- Born: 26 March 1916 Toronto, Canada
- Died: 7 April 1997 (aged 81) Lindsay, Ontario, Canada
- Education: Royal College of Music, Royal Academy of Music
- Occupations: Musician, composer, educator, military officer
- Awards: Service Medal of the Order of St John

= James Gayfer =

Canadian musician, military officer and educator

James McDonald Gayfer (26 March 1916 – 7 April 1997) was a Canadian bandmaster, clarinetist, composer, conductor, organist, military officer, and music educator. His compositional output encompasses several orchestral works, including two symphonies, numerous works for band and solo piano, a modest amount of chamber music, and several songs, hymns, and choral works. In 1944 his string quartet won the CPRS award and in 1947 his Six Translations from the Chinese for tenor and small orchestra won the Composers, Authors and Publishers Association of Canada competition. In 1953, he was appointed to the post of Director of Music of the Band of the Canadian Guards, serving until 1961. From then on, he served as a musical training officers of the Canadian Forces School of Music. In 1960 he wrote The Canadian Infantryman, the official march past of the Royal Canadian Infantry Corps. Although Gayfer's works remain unpublished, some of them have been recorded by a number of artists, including Howard Cable, David Mills, and the Edmonton Wind Ensemble. The Band of the Royal 22^{e} Régiment continues to perform his works with some frequency. In 1983 he was awarded the Service Medal of the Order of St John.

==Life==
Born in Toronto, Gayfer studied at the University of Toronto where he earned a Bachelor of Music in 1941. In 1942 he met Ralph Vaughan Williams and the two men went on to become lifelong friends. He pursued further studies in London where he earned an associates diploma at the Royal College of Music in 1946 and a licentiate from the Royal Academy of Music in 1947. He also attended courses at the Royal Military School of Music from 1945 to 1947. He returned to the University of Toronto, earning a Doctor of Music in 1950. Among his notable teachers were Jennie Goodman Bouck and Reginald Godden (piano), Maitland Farmer (organ), and Ettore Mazzoleni (orchestration), Arthur H. Middleton, and S. Drummond Wolff.
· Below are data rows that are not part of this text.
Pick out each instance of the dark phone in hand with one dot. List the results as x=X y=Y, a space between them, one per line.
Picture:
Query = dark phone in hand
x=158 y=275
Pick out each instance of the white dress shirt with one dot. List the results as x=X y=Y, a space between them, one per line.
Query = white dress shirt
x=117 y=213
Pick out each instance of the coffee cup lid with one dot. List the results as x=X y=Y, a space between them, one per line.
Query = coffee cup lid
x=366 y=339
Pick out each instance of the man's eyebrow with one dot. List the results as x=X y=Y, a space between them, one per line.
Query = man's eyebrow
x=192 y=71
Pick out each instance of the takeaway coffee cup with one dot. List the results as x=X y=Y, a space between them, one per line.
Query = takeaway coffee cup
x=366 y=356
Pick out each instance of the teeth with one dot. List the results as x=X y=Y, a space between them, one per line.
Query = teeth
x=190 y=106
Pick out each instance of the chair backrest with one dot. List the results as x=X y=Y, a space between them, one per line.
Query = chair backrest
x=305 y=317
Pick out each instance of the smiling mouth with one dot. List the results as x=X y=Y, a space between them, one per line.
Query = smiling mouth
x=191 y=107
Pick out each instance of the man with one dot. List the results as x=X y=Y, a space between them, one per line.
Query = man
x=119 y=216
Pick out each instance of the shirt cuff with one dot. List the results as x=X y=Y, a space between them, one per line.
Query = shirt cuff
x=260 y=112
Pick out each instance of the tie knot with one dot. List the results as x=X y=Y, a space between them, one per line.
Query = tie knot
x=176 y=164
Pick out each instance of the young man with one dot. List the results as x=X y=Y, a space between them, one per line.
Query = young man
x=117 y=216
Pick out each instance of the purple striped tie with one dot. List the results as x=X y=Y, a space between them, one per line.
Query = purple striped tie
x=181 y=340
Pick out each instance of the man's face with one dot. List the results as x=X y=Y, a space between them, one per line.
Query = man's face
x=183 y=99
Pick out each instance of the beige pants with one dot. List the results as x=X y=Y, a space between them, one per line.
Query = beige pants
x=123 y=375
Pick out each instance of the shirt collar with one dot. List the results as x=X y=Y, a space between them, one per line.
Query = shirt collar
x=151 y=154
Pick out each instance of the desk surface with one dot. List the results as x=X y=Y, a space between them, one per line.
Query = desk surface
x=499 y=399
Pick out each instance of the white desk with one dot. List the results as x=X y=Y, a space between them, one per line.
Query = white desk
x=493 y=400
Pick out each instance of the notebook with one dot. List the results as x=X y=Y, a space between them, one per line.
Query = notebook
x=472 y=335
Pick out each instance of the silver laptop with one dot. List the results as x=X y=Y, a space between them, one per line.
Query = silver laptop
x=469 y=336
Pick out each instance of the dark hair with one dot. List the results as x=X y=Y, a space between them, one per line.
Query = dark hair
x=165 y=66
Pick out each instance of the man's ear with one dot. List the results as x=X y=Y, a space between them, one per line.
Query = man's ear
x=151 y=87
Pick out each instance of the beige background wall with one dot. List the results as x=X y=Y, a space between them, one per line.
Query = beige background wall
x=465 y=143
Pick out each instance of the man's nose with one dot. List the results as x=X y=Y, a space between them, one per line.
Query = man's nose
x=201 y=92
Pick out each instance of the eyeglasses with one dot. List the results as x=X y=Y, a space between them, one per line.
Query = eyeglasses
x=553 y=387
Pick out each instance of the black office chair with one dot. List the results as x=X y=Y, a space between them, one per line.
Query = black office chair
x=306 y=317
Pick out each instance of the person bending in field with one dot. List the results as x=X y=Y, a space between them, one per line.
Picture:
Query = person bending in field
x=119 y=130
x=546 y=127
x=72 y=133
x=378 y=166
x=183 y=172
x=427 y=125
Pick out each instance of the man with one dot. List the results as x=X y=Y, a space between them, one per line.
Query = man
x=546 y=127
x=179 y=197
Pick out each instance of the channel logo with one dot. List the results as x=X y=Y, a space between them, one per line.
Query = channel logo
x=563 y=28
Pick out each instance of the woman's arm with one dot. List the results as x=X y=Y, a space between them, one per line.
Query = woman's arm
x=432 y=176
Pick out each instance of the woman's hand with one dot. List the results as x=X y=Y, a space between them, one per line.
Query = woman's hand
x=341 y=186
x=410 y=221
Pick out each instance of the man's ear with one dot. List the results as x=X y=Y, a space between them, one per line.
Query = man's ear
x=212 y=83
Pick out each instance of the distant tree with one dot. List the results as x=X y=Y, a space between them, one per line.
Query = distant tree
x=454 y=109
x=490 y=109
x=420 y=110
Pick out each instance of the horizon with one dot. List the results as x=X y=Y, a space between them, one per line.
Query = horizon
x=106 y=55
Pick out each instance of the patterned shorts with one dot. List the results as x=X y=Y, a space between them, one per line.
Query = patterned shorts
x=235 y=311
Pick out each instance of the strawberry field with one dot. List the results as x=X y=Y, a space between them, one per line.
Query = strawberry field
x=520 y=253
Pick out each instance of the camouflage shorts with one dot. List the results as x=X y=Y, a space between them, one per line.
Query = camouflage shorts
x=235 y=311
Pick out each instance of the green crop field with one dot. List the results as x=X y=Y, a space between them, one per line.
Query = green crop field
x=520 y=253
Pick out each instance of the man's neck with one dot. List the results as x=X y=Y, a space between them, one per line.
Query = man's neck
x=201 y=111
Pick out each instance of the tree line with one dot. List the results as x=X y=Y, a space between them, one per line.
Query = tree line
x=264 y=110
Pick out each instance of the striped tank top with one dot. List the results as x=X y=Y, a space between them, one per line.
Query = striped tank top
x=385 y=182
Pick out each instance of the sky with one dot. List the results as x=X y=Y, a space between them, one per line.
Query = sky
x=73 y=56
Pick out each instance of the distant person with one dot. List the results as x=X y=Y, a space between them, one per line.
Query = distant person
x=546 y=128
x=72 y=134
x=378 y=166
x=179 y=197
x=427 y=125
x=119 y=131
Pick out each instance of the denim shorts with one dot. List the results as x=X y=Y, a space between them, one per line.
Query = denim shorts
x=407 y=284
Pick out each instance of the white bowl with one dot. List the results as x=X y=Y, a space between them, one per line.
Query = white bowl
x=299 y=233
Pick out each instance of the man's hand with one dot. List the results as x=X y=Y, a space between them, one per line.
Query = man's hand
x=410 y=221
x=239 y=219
In 1940 Gayfer joined the Canadian Army, ultimately becoming a clarinetist in the band of the Royal Canadian Corps of Signals with whom he was stationed in Europe from 1943 to 1945. He later was appointed command bandmaster and command inspector of bands, a post he held from 1947 to 1951. From 1954 to 1961 he was director of music of the band of The Canadian Guards and from 1961 to 1968 he served as the first musical training officer for the Canadian Forces School of Music. He notably took some of the military bands to Japan and Korea for concerts to entertain troops overseas. He retired from the military in 1966 with the rank of Major.

While serving in the military, Gayfer, also held various church posts in the Ontario area as organist/choirmaster. He was also conductor of the Harmony Symphony Orchestra from 1949 to 1954 and was involved in conducting opera and operetta performances in Toronto from 1962 to 1966. He served as the associate conductor of the Victoria Symphony Orchestra in 1963-1964 and was the leader of the Kitchener Musical Society Band in 1971–1972.

After leaving the Canadian Army, Gayfer joined the teaching staff at Southwood Secondary School in Galt where he taught from 1966 to 1972. In 1967 he founded the Galt Community Choir and Orchestra, serving as the groups conductor through 1970. He also taught music classes at Champlain High School in Pembroke and was a member of the music faculty at Dalhousie University from 1972 to 1974. In 1978 he founded the Petawawa Legion Community Band. He died in Lindsay, Ontario at the age of 81.